Since then the World Wide Web has grown by leaps and bounds. The screens are colorful, the speeds are faster and the information is infinite.
When Internet journals first came onto the scene, I did not think there was much to them. It was just everyday people droning on about their lives and opinions. I had no idea that the now termed “blogs” would become the ground-shaking newsmakers they are today.
Media critic and faculty member at New York University Jay Rosen came up with “10 things radical about the weblog form in journalism.”
He claims that weblogs are a very democratic way for people to get their news and daily information compared to the radio, television and newspaper which seem to be inching in the direction of obsolete systems like the newswire and the record player.
Rosen says blogs are radical because today’s journalism comes out of a market economy where blogs are free.
This is true. You are reading this blog free of charge thanks to the advertising revenues of blogger.com. And it's not like the traditional media world is “pop-up” free.
Advertisements take up full pages in newspapers and magazines, commercials squeeze their way into news programs every seven minutes on television and the radio. Not only that but you are sending in your cable bill and sticking your 50 cents into the newspaper machine to get your news.
Blogging is free. It is free for the reader; it can be free for the writer and without serious money at stake the floodgates open for anything at all to be available for millions of people.
Rosen’s second radical blog truth is the fact that in everyday journalism, professionals run the show and amateurs are asked to call or write in. In the “blogosphere,” it is the amateurs who are running the show and it is the professionals who are welcomed into their worlds.
This is where blogging becomes problematic. Do we want everyone and their uncle twice-removed to be stuffing the Internet with opinions and stories? Do we want amateur news to be feeding professional news?
A lot of these people are blogging news and information for the fun of it.
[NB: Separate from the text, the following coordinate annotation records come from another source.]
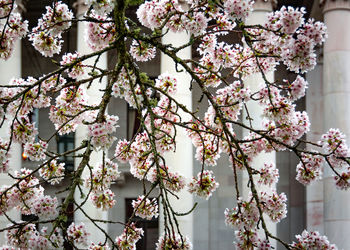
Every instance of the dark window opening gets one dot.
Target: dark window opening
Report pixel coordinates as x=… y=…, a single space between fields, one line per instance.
x=66 y=143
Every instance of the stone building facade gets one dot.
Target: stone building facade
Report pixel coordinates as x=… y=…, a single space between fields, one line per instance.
x=319 y=207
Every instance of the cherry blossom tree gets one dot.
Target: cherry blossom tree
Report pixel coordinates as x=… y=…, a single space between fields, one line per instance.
x=220 y=74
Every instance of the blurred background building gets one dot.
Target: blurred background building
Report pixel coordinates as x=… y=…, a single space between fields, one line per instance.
x=318 y=207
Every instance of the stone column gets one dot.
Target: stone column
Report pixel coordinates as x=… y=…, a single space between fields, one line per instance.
x=94 y=97
x=182 y=160
x=9 y=69
x=336 y=92
x=315 y=110
x=258 y=16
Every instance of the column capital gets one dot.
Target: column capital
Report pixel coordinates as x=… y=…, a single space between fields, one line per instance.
x=329 y=5
x=264 y=5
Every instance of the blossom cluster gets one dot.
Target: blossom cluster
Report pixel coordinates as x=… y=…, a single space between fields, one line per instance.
x=11 y=31
x=47 y=35
x=285 y=38
x=145 y=208
x=130 y=236
x=204 y=184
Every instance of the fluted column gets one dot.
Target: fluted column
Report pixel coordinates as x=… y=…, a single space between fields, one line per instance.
x=258 y=16
x=182 y=160
x=10 y=69
x=94 y=97
x=336 y=91
x=315 y=110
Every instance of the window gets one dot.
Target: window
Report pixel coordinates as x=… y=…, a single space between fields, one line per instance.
x=150 y=227
x=66 y=143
Don’t we need that market, objectivity and professionalism that we expect from our news-gatherers? There needs to be a line.
I do not want to read about a congressional hearing or election coverage from a writer who just happened to be bored that day.
Rosen says that when it comes to blogs, everyone is a reader and everyone is a writer. Blogs give the ability for readers to post comments to individual posts on any blog and since there are no time or space constraints, these readers/writers can go all out. (If you visit Ascent of Humanity, a blog by a professor at Penn State University, you can see how
readers chime in with comments for each post.)
This feature of blogs has its ups and downs. Along with the blogger, this allows the reader to add anything. Whether it is bias, false or unfair it can be instantly posted on a site for millions to see.
Imagine if newspapers printed every letter to the editor they received or if news stations played every call they got on the air. I would hope that most people do not want to hear or read those things. They trust their professional news-handlers to sort out the newsworthy opinions.
Rosen's sixth observation says that weblogs can work journalistically and they do not need a huge amount of readers to be successful, like a newspaper does.
It is not a good thing to think that blogs can be the answer to real news or can be. We as the public should be able to rely on the news professionals to collect and distribute our news.
It is good that big names in journalism have a medium like a weblog to let people know a little more information. In certain cases the blog may uncover their bias and once a journalist loses his/her objective credibility, it can be hard for the public as a whole to trust everything he/she say. Journalists need to stay objective on all subjects that they cover.
Some may say that they do not trust the media, and blogs are the only way to go. If that is the case then our media needs some serious help. The day the weblog becomes the primary news medium for people is the day Media Ethics classes in colleges become optional one credit courses.
There are many radical differences and benefits of the blog. However, the more people rely on amateur news gathering, the less people will care and be fully informed about everything around them, whether it is politics, science or education. Blogs are a nice addition to traditional media, but they are not radical enough to replace any of it.

Comments:
Freedom of expression is a right with strings. Those strings include ethics -- when done by professionals. Anonymous hackers erode those rights for all of us. Take a look at Patriot Act vs. FOIA, etc. Big Brother wants to spy on us, but wants to limit our access to spy back -- right-to-know. Doesn't this make anyone nervous besides me?
The more bloggers or others abuse our right, the more Big Brother will say "see, they can't handle it."